Di Kajal Hajiabbasi — attivista politica e presidente dell’Organizzazione delle Donne del Kurdistan
Ogni politico e attivista curdo, quando entra nelle sale delle conferenze politiche e degli incontri dell’opposizione o dei centri iraniani, deve confrontarsi con una domanda fondamentale ed essenziale: perché il persiano diventa sempre l’unico mezzo per trasmettere il messaggio? Si tratta di una scelta tecnica e organizzativa dettata dalla praticità, o è la prova di un sistema non scritto di centralismo e della supremazia della lingua dominante? Questo ricorso al persiano è un segno di mancanza di fiducia in se stessi e una sorta di auto-sminuimento di fronte al potere prevalente, o è semplicemente una tattica politica?
La risposta a questa domanda non si limita a una sola dimensione, ma presenta diversi aspetti intrecciati tra loro:
Primo: alcuni rappresentanti curdi ritengono che l’uso del persiano sia una “scorciatoia” per trasmettere il messaggio al maggior numero possibile di ascoltatori e per influenzare l’opinione pubblica iraniana. Ma questa visione ha un prezzo storico; poiché quando una tattica politica, per il bene della trasmissione del messaggio, rinuncia alla propria lingua, di fatto concede in anticipo la supremazia culturale e politica del centro e indebolisce la dimensione identitaria del proprio discorso.
Secondo: sebbene in molti di questi incontri non vi sia un divieto legale assoluto, esiste comunque un confine invisibile e una paura psicologica continua. La maggioranza dei partecipanti cade nell’«autocensura»; teme che parlare in curdo possa essere interpretato come un segno di separatismo o di estremismo. Questa situazione fa sì che la voce curda all’interno delle arene politiche appaia semplicemente come un’appendice linguistica, e non come un polo che detiene diritti.
Terzo: quando si discute di democrazia e alleanze, la pluralità e il multilinguismo vengono spesso messi da parte in nome di una lingua comune e dell’unità nazionale.

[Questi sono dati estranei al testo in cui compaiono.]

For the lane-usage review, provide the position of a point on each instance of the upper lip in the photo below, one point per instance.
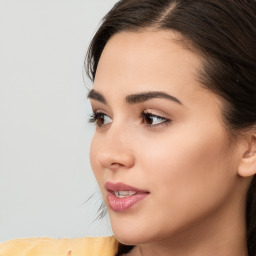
(113, 187)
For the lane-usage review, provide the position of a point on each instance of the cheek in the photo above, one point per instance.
(191, 174)
(95, 146)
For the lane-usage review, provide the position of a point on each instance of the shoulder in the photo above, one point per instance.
(90, 246)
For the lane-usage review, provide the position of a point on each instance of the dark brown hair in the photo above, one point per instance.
(224, 34)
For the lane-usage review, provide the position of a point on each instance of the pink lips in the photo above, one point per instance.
(120, 204)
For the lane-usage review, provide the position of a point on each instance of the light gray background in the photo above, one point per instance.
(45, 175)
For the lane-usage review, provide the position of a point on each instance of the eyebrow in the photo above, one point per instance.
(94, 95)
(142, 97)
(135, 98)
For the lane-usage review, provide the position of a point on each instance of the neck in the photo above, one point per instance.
(222, 235)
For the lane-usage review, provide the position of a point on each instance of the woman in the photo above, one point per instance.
(174, 104)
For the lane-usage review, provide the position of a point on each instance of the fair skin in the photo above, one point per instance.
(176, 148)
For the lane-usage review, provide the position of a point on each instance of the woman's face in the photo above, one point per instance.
(160, 153)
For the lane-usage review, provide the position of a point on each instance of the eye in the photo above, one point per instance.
(100, 119)
(150, 119)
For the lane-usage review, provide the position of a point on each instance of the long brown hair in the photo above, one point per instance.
(224, 33)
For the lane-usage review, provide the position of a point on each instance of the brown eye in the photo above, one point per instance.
(153, 120)
(100, 119)
(148, 119)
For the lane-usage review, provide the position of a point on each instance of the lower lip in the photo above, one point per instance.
(120, 204)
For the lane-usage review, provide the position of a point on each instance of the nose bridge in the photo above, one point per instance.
(116, 150)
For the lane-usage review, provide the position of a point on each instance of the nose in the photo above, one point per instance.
(116, 150)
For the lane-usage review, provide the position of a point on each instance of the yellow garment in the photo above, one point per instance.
(88, 246)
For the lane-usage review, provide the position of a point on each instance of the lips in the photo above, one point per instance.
(122, 197)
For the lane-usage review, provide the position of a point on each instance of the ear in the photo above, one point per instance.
(247, 165)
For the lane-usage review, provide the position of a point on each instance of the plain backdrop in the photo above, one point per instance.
(45, 174)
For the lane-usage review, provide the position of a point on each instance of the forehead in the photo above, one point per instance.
(132, 62)
(145, 58)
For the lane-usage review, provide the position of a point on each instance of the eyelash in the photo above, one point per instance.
(95, 118)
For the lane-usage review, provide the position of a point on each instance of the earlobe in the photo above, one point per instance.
(247, 165)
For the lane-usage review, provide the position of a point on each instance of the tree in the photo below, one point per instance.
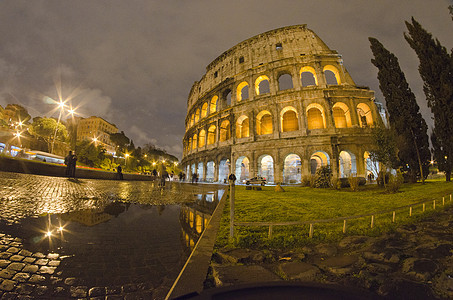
(46, 128)
(440, 155)
(384, 147)
(17, 113)
(89, 154)
(404, 113)
(436, 71)
(120, 140)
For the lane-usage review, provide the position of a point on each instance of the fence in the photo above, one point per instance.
(271, 225)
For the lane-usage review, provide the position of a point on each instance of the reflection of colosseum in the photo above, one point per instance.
(278, 105)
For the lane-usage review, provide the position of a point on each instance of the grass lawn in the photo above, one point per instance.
(306, 204)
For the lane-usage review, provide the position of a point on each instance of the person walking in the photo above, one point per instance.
(67, 162)
(72, 164)
(119, 172)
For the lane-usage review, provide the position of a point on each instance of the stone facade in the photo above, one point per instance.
(278, 105)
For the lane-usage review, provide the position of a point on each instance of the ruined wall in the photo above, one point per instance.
(279, 94)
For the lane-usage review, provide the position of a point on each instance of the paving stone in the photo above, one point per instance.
(16, 266)
(37, 278)
(53, 255)
(13, 250)
(4, 263)
(42, 262)
(39, 255)
(54, 263)
(21, 277)
(7, 285)
(26, 289)
(5, 255)
(78, 291)
(7, 274)
(16, 258)
(29, 260)
(46, 270)
(97, 291)
(25, 252)
(30, 269)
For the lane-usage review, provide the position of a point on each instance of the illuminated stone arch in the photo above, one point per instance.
(371, 166)
(211, 134)
(194, 141)
(266, 167)
(262, 85)
(197, 115)
(332, 78)
(242, 170)
(225, 131)
(242, 127)
(189, 144)
(317, 160)
(289, 119)
(347, 163)
(204, 110)
(365, 115)
(224, 169)
(315, 116)
(210, 171)
(242, 91)
(308, 76)
(264, 123)
(285, 82)
(213, 104)
(200, 171)
(341, 115)
(292, 172)
(202, 138)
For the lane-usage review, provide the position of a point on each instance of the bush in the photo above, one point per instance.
(335, 183)
(323, 177)
(306, 180)
(395, 181)
(354, 182)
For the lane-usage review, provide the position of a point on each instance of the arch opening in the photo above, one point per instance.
(264, 123)
(242, 127)
(224, 170)
(242, 170)
(262, 85)
(317, 160)
(285, 82)
(347, 162)
(292, 169)
(266, 168)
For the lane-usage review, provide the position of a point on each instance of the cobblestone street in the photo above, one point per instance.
(72, 266)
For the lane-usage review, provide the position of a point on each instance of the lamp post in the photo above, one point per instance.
(61, 105)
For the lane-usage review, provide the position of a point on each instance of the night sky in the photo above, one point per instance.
(133, 62)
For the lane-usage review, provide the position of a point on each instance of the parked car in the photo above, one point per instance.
(256, 180)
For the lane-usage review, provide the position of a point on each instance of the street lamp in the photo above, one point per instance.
(61, 106)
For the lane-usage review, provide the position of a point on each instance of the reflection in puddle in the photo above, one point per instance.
(117, 243)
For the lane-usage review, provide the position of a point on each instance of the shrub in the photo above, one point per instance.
(306, 180)
(335, 183)
(354, 182)
(395, 181)
(323, 177)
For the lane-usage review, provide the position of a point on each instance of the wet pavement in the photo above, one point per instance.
(98, 239)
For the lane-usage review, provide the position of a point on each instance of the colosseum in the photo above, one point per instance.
(278, 105)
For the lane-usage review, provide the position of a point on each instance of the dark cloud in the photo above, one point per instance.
(134, 62)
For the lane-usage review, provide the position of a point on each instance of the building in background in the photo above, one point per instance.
(278, 105)
(96, 129)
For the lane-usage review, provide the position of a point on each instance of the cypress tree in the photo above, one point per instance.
(404, 113)
(436, 70)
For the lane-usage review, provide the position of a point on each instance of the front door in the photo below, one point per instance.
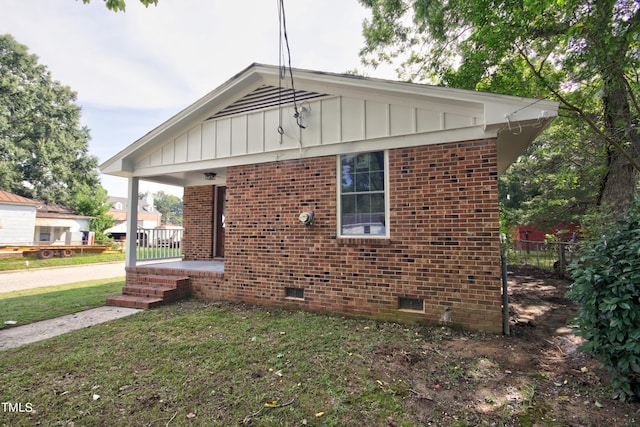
(219, 227)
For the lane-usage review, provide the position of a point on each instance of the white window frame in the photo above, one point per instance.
(386, 198)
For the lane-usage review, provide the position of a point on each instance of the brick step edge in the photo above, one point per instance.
(153, 279)
(149, 291)
(130, 301)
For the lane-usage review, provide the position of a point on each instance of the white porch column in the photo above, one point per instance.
(132, 223)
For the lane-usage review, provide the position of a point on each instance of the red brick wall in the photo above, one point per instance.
(443, 245)
(198, 208)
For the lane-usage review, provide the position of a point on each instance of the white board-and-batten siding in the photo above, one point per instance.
(330, 120)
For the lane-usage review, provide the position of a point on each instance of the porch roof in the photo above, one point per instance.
(250, 119)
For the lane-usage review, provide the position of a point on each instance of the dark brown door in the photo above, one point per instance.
(220, 218)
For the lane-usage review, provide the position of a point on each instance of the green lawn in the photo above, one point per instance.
(197, 364)
(31, 305)
(7, 264)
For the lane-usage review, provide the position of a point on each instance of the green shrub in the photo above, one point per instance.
(607, 289)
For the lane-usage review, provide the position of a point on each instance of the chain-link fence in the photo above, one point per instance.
(549, 255)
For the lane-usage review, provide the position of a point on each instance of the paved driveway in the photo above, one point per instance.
(38, 277)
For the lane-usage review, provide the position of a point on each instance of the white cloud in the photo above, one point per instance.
(134, 70)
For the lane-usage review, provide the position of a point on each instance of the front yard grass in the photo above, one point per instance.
(21, 263)
(32, 305)
(196, 364)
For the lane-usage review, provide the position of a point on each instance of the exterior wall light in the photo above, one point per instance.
(306, 218)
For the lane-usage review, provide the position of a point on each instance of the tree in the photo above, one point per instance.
(94, 201)
(606, 287)
(120, 5)
(583, 53)
(552, 182)
(43, 147)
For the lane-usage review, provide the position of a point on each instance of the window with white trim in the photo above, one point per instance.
(363, 206)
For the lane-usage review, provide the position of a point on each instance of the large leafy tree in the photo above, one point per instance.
(120, 5)
(43, 148)
(583, 53)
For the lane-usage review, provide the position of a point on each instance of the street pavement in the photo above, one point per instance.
(39, 277)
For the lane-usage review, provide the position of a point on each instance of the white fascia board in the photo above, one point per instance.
(228, 92)
(512, 110)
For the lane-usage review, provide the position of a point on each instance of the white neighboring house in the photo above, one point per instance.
(58, 225)
(147, 216)
(26, 221)
(17, 219)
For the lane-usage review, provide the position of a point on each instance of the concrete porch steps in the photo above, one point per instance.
(150, 291)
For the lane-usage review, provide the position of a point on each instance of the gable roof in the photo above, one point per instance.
(249, 119)
(14, 199)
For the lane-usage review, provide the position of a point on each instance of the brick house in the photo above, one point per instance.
(351, 195)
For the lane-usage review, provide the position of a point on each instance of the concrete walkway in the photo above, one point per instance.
(39, 277)
(38, 331)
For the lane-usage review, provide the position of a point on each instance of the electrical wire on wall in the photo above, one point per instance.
(282, 66)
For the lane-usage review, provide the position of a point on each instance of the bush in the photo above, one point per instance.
(607, 289)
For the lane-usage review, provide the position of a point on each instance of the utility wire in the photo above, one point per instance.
(283, 32)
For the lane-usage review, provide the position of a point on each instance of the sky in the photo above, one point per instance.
(134, 70)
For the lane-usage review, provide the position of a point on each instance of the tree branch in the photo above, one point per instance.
(580, 113)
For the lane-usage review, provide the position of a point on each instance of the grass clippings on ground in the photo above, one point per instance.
(201, 364)
(31, 305)
(25, 263)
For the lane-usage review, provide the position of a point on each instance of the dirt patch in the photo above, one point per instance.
(535, 377)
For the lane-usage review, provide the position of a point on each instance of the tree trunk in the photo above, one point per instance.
(618, 188)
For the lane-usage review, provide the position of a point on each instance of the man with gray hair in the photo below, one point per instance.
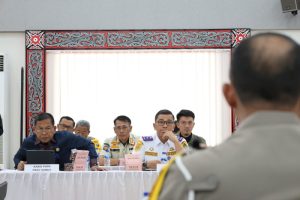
(83, 128)
(261, 160)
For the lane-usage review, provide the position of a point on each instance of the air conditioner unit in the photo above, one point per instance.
(4, 111)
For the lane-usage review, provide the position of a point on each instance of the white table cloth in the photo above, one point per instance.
(111, 185)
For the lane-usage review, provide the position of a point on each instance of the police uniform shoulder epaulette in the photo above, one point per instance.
(179, 138)
(147, 138)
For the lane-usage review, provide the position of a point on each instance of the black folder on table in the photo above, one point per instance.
(40, 157)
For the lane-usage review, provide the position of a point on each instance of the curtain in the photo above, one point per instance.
(97, 86)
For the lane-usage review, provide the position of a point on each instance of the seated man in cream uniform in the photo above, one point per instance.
(164, 145)
(121, 144)
(83, 128)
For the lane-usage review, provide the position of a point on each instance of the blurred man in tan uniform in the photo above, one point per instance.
(261, 160)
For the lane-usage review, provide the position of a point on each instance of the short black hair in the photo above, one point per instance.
(259, 71)
(163, 112)
(122, 118)
(185, 113)
(67, 118)
(43, 116)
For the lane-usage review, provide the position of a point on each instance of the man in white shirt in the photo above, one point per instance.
(165, 144)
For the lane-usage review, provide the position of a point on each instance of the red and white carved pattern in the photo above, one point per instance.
(238, 35)
(35, 39)
(34, 85)
(202, 39)
(75, 39)
(138, 39)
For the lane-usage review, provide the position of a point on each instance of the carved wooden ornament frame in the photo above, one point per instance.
(39, 41)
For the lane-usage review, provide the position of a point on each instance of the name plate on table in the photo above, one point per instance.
(80, 161)
(41, 168)
(133, 162)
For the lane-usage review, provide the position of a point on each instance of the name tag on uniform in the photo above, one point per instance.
(115, 150)
(150, 153)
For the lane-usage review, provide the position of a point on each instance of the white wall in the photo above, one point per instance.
(13, 46)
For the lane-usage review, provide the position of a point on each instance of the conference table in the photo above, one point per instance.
(112, 185)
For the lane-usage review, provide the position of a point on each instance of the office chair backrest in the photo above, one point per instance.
(3, 190)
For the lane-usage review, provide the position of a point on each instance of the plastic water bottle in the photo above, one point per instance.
(87, 167)
(146, 196)
(164, 158)
(107, 158)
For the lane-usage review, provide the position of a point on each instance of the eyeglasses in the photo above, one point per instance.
(119, 128)
(162, 123)
(184, 123)
(65, 126)
(40, 130)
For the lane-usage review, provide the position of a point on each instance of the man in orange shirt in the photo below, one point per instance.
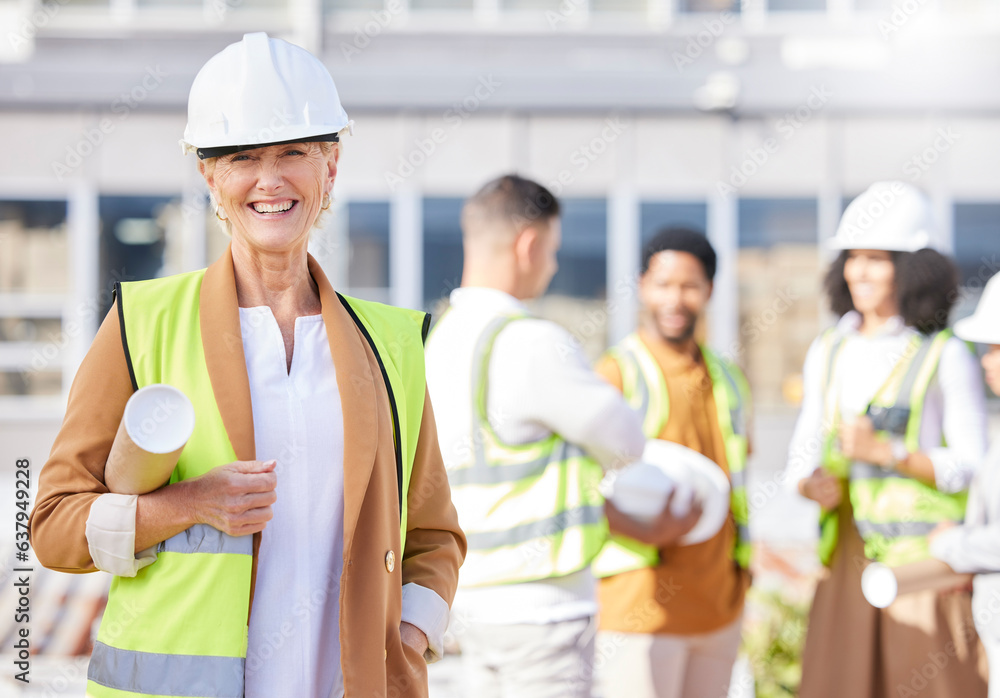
(670, 621)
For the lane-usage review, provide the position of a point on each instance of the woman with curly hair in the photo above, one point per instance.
(891, 431)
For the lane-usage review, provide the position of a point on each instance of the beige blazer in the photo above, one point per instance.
(374, 661)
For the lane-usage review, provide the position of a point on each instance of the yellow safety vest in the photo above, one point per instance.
(645, 389)
(893, 512)
(179, 627)
(529, 511)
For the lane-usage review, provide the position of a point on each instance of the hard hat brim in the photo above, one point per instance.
(975, 328)
(218, 151)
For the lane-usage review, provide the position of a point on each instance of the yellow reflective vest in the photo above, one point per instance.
(892, 511)
(179, 627)
(645, 389)
(530, 511)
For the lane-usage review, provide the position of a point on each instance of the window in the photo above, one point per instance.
(708, 5)
(977, 242)
(655, 216)
(583, 255)
(769, 222)
(368, 237)
(441, 4)
(531, 5)
(442, 248)
(133, 238)
(34, 273)
(796, 5)
(779, 294)
(356, 5)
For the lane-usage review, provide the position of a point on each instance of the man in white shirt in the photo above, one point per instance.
(525, 428)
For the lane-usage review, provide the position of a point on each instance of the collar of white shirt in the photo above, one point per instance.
(485, 298)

Ma bisogna chiarirlo: una democrazia costruita sulle fondamenta della cancellazione del multilinguismo è solo un cambiamento di facciata della dittatura. Il rispetto dei diritti linguistici non è una questione secondaria; è la pietra angolare di qualsiasi accordo genuinamente democratico.
Quarto: un aspetto importante di questa questione è il divario tra parole e fatti. È degno di nota il fatto che la maggior parte dei partiti che parlano di federalismo abbiano fallito al primo passo pratico. Il federalismo non è solo la divisione dei poteri; l’uguaglianza linguistica è uno dei suoi pilastri principali. In una conferenza dove non c’è interpretazione simultanea nelle lingue non persiane, parlare di federalismo è privo di fondamento e non è altro che uno slogan patinato. Non si tratta solo di una lacuna tecnica; è un segno della debolezza della volontà politica.
Quinto: spesso le richieste fondamentali dei curdi, come il diritto all’autodeterminazione, vengono censurate in modo velato o indiretto. I curdi e gli altri popoli del territorio iraniano sono sempre costretti a riunirsi sotto le bandiere e i simboli dello Stato-nazione centralista iraniano, senza che sia loro permesso di esibire nemmeno il più piccolo simbolo della propria identità. Questo atto, alla radice, è uno sforzo per costringere le parti emarginate a conformarsi — non un partenariato paritario. Un tentativo da parte dei popoli non persiani di compensare questa disuguaglianza semplicemente appuntando un piccolo nastro sul bavero o con un gesto insignificante non può sostituire i diritti politici e giuridici formali.
In conclusione, la questione non è semplicemente linguistica; è un riflesso degli equilibri di potere. Il curdo non è solo uno strumento di comunicazione; è una parte importante dell’identità e dei diritti politici. Per questo motivo, è giunto il momento che la politica curda, con maggiore fiducia in sé stessa, stabilisca le proprie condizioni nazionali e i propri limiti di partecipazione su qualsiasi piattaforma. Qualsiasi partecipazione in cui il curdo non sia presente come lingua ufficiale e paritaria e come identità nazionale non sarà una garanzia per un futuro libero. L'obiettivo non è solo la democratizzazione del centro; è la salvaguardia della dignità e la garanzia dei diritti legittimi del popolo del Kurdistan come nazione paritaria.